The Pac-12 has reportedly upped its requested amount from investors.
According to Sports Business Daily, the conference is looking for an investment of $750 million. The conference had originally been looking for $500 million from investors but has decided to up that figure.
The conference will distribute $700M of that investment to its 12 schools. The other $50M will go into a new entity to manage the conference’s media rights and networks. The breakdown is detailed in official bid books that the conference sent to potential investors in recent days. The bid book, which is more than 70 pages, identifies the Pac-12 media holding company as NewCo, which includes all the conference’s media rights and the Pac-12 Networks.
The move to seek investors for a college athletic conference is unique. And the Pac-12 is looking for investors, at least in part, because of the struggles of the Pac-12 Network.
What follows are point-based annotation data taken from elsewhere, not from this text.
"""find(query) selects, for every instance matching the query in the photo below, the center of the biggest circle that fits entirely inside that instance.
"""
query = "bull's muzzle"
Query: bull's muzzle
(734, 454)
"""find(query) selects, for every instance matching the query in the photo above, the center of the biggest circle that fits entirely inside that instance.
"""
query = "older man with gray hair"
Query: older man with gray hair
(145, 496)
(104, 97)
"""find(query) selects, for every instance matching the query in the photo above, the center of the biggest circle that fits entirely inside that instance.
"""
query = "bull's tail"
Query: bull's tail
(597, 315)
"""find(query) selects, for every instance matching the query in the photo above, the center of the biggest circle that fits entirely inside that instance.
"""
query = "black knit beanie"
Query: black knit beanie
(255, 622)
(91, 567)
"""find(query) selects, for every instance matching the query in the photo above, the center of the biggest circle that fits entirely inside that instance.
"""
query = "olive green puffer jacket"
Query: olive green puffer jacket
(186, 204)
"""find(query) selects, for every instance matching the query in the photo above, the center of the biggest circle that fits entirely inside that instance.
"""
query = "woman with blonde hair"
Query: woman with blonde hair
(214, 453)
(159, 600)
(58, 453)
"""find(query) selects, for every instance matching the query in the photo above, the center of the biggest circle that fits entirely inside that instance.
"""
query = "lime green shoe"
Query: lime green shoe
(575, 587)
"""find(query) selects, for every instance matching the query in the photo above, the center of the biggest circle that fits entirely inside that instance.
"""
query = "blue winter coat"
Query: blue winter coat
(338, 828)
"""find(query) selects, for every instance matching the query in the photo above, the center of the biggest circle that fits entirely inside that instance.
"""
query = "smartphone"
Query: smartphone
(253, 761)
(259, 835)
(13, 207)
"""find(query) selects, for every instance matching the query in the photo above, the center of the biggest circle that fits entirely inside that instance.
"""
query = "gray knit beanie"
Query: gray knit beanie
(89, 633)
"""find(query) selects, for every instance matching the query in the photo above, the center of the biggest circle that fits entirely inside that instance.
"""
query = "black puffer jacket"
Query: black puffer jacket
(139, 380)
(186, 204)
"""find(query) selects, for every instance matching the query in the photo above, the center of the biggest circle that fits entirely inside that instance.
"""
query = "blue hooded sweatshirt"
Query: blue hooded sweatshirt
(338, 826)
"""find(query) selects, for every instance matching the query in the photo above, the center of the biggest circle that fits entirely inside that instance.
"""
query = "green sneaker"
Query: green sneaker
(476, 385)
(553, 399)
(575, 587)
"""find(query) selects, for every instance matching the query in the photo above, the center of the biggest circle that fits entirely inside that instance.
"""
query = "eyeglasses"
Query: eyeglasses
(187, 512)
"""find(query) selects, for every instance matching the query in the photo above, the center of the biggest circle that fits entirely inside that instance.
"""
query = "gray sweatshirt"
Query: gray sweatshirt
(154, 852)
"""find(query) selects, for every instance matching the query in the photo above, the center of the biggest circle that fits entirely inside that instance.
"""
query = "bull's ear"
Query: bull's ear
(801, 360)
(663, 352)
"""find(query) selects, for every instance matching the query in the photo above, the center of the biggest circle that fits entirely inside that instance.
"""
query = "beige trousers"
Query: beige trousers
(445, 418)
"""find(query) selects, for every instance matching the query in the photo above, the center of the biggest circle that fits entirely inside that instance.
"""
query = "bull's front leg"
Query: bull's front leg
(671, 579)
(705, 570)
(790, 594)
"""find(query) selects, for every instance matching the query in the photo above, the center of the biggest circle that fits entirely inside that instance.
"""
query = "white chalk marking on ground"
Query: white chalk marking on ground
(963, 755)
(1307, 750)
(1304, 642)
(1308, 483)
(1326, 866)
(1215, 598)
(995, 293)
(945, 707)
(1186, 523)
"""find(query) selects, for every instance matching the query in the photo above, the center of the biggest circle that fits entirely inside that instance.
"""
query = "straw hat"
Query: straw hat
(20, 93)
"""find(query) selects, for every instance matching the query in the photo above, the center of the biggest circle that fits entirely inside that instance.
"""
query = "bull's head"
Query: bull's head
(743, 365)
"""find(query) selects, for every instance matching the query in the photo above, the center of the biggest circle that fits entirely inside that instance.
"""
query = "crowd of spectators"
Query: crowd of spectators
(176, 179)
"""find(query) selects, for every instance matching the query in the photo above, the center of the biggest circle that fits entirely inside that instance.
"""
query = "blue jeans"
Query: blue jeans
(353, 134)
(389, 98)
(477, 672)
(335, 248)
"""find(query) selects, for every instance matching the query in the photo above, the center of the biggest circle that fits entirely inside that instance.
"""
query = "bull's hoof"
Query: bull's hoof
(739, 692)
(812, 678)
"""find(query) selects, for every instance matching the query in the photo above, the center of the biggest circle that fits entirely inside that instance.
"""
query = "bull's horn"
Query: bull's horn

The network hasn’t brought in nearly the projected revenue schools thought it would and has struggled for nationwide distribution deals. It’s still not on DirecTV.
That lack of TV revenue has put Pac-12 schools at a financial disadvantage, especially compared to schools in the SEC and Big Ten with thriving television networks.
But hey, Pac-12 commissioner Larry Scott was at least able to stay at a swanky hotel suite in Las Vegas for the Pac-12 basketball tournament earlier this month.
When the investment plan was first pitched to Pac-12 schools at the end of 2018, the conference said that a $500 investment would net a private equity investor a 10 percent stake in the conference.
Per the details outlined in the Pac-12’s bid book in the Sports Business Daily report, the Pac-12 is looking for investors to commit for a 25-year investment term and is asking for a minimum of a $100 million investment per investor.
Nick Bromberg is a writer for Yahoo Sports.